Hello I am looking to trim a McAfee log file and remove all of the "is OK" and other reported instances that I am not interested in seeing. Before we used a shell script that took advantage of the -v option for grep, but now we are looking to write a python script that will work on both linux and windows. After a couple of attempts I was able to get a regex to work in an online regex builder, but I am having a difficult time implementing it into my script. Online REGEX Builder

Edit: I want to remove the "is OK", "is a broken", "is a block lines", and "file could not be opened" lines so then I am just left with a file of just the problems that I am interested in. Sort of of like of like this in shell:

grep -v "is OK" ${OUTDIR}/${OUTFILE} | grep -v "is a broken" | grep -v "file could not be opened" | grep -v "is a block" > ${OUTDIR}/${OUTFILE}.trimmed 2>&1

I read in and search through the file here:

import re

f2 = open(outFilePath)
contents = f2.read()
print contents
p = re.compile("^((?!(is OK)|(file could not be opened)| (is a broken)|(is a block)))*$", re.MULTILINE | re.DOTALL)
m = p.findall(contents)
print len(m)
for iter in m:
    print iter
f2.close()

A sample of the file I am trying to search:

eth0
10.0.11.196
00:0C:29:AF:6A:A7
parameters passed to uvscan: --DRIVER /opt/McAfee/uvscan/datfiles/current --    ANALYZE --AFC=32 ATIME-PRESERVE --PLAD --RPTALL RPTOBJECTS SUMMARY --UNZIP -- RECURSIVE --SHOWCOMP --MIME --THREADS=4 /tmp
temp XML output is: /tmp/HIQZRq7t2R
McAfee VirusScan Command Line for Linux64 Version: 6.0.5.614
Copyright (C) 2014 McAfee, Inc.
(408) 988-3832 LICENSED COPY - April 03 2016

AV Engine version: 5700.7163 for Linux64.
Dat set version: 8124 created Apr 3 2016
Scanning for 670707 viruses, trojans and variants.

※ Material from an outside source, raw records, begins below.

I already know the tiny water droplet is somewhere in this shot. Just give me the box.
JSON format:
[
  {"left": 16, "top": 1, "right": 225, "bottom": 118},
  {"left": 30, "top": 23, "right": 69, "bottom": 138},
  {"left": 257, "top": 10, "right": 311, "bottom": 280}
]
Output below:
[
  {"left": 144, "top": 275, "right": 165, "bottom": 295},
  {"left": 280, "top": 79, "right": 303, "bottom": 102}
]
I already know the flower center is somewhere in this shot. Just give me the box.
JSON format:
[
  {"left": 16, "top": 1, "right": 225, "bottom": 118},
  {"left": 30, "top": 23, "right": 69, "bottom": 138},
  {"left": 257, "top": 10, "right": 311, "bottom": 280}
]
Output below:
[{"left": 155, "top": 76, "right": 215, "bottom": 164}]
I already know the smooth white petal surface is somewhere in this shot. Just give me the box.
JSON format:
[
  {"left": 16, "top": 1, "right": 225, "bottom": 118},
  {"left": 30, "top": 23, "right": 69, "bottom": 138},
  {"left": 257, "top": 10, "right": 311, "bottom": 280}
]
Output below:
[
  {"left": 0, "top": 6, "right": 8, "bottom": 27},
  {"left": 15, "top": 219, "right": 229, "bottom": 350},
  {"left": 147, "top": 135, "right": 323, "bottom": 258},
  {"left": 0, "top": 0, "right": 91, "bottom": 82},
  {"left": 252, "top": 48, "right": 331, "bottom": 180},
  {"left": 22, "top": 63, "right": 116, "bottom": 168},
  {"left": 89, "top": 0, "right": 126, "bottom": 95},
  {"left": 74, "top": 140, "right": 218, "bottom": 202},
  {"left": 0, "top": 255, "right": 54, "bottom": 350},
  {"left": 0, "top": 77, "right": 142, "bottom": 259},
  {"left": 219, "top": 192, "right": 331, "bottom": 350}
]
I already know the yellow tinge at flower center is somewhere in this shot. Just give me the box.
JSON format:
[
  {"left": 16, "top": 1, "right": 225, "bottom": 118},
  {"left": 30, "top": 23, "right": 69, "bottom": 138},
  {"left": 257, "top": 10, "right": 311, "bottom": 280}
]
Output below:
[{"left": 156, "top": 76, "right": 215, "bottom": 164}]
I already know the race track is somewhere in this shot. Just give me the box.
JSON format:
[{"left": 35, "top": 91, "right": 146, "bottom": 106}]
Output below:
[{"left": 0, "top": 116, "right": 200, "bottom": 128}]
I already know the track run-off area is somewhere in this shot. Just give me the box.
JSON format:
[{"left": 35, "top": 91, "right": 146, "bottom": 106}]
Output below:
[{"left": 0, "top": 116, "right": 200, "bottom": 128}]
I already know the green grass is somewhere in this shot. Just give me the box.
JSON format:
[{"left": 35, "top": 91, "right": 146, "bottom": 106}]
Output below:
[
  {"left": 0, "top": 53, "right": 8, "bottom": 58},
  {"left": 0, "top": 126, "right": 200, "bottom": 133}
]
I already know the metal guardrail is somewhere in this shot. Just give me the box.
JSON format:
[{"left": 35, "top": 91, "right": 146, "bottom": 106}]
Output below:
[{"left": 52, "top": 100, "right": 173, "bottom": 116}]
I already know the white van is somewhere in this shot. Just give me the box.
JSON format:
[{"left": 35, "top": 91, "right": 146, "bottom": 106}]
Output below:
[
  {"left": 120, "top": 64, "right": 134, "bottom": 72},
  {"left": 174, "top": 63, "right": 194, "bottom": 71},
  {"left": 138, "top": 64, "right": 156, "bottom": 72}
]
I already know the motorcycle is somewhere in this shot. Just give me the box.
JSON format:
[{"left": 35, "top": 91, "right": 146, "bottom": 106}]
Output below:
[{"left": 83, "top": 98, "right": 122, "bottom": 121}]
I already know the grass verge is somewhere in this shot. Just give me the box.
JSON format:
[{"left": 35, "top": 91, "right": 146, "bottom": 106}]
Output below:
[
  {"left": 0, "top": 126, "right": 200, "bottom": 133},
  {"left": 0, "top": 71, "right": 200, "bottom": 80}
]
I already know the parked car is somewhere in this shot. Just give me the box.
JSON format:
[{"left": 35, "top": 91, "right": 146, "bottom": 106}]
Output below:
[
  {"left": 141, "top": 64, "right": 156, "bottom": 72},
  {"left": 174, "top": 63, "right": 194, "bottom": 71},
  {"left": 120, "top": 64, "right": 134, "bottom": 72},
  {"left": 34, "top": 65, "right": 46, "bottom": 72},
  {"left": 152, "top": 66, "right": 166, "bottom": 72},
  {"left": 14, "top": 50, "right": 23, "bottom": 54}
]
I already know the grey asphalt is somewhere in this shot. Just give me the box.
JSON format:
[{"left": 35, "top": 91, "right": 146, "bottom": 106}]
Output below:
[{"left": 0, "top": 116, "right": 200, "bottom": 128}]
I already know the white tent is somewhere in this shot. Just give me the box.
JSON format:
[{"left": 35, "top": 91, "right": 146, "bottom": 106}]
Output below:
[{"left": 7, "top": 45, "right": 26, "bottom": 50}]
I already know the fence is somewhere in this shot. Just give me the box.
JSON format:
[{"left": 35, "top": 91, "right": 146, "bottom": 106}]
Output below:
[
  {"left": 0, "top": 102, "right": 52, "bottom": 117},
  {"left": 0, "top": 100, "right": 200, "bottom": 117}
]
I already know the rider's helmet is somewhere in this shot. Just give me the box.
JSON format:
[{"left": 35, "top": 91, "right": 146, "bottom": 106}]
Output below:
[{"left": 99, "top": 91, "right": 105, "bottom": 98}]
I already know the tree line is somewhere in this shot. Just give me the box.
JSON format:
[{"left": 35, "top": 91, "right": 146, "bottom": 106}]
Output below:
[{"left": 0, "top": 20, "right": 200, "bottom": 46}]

No file or directory found matching /root/SVN/swd-lhn-build/trunk/utils/ATIME-PRESERVE

No file or directory found matching /root/SVN/swd-lhn-build/trunk/utils/RPTOBJECTS

No file or directory found matching /root/SVN/swd-lhn-build/trunk/utils/SUMMARY
/tmp/tmp.BQshVRSiBo ... is OK.
/tmp/keyring-F6vVGf/socket ... file could not be opened.
/tmp/keyring-F6vVGf/socket.ssh ... file could not be opened.
/tmp/keyring-F6vVGf/socket.pkcs11 ... file could not be opened.
/tmp/yum.log ... is OK.
/tmp/tmp.oW75zGUh4S ... is OK.
/tmp/.X11-unix/X0 ... file could not be opened.
/tmp/tmp.LCZ9Ji6OLs ... is OK.
/tmp/tmp.QdAt1TNQSH ... is OK.
/tmp/ks-script-MqIN9F ... is OK.
/tmp/tmp.mHXPvYeKjb/mcupgrade.conf ... is OK.
/tmp/tmp.mHXPvYeKjb/uvscan/uninstall-uvscan ... is OK.
/tmp/tmp.mHXPvYeKjb/mcscan ... is OK.
/tmp/tmp.mHXPvYeKjb/uvscan/install-uvscan ... is OK.
/tmp/tmp.mHXPvYeKjb/uvscan/readme.txt ... is OK.
/tmp/tmp.mHXPvYeKjb/uvscan/uvscan_secure ... is OK.
/tmp/tmp.mHXPvYeKjb/uvscan/signlic.txt ... is OK.
/tmp/tmp.mHXPvYeKjb/uvscan/uvscan ... is OK.
/tmp/tmp.mHXPvYeKjb/uvscan/liblnxfv.so.4 ... is OK.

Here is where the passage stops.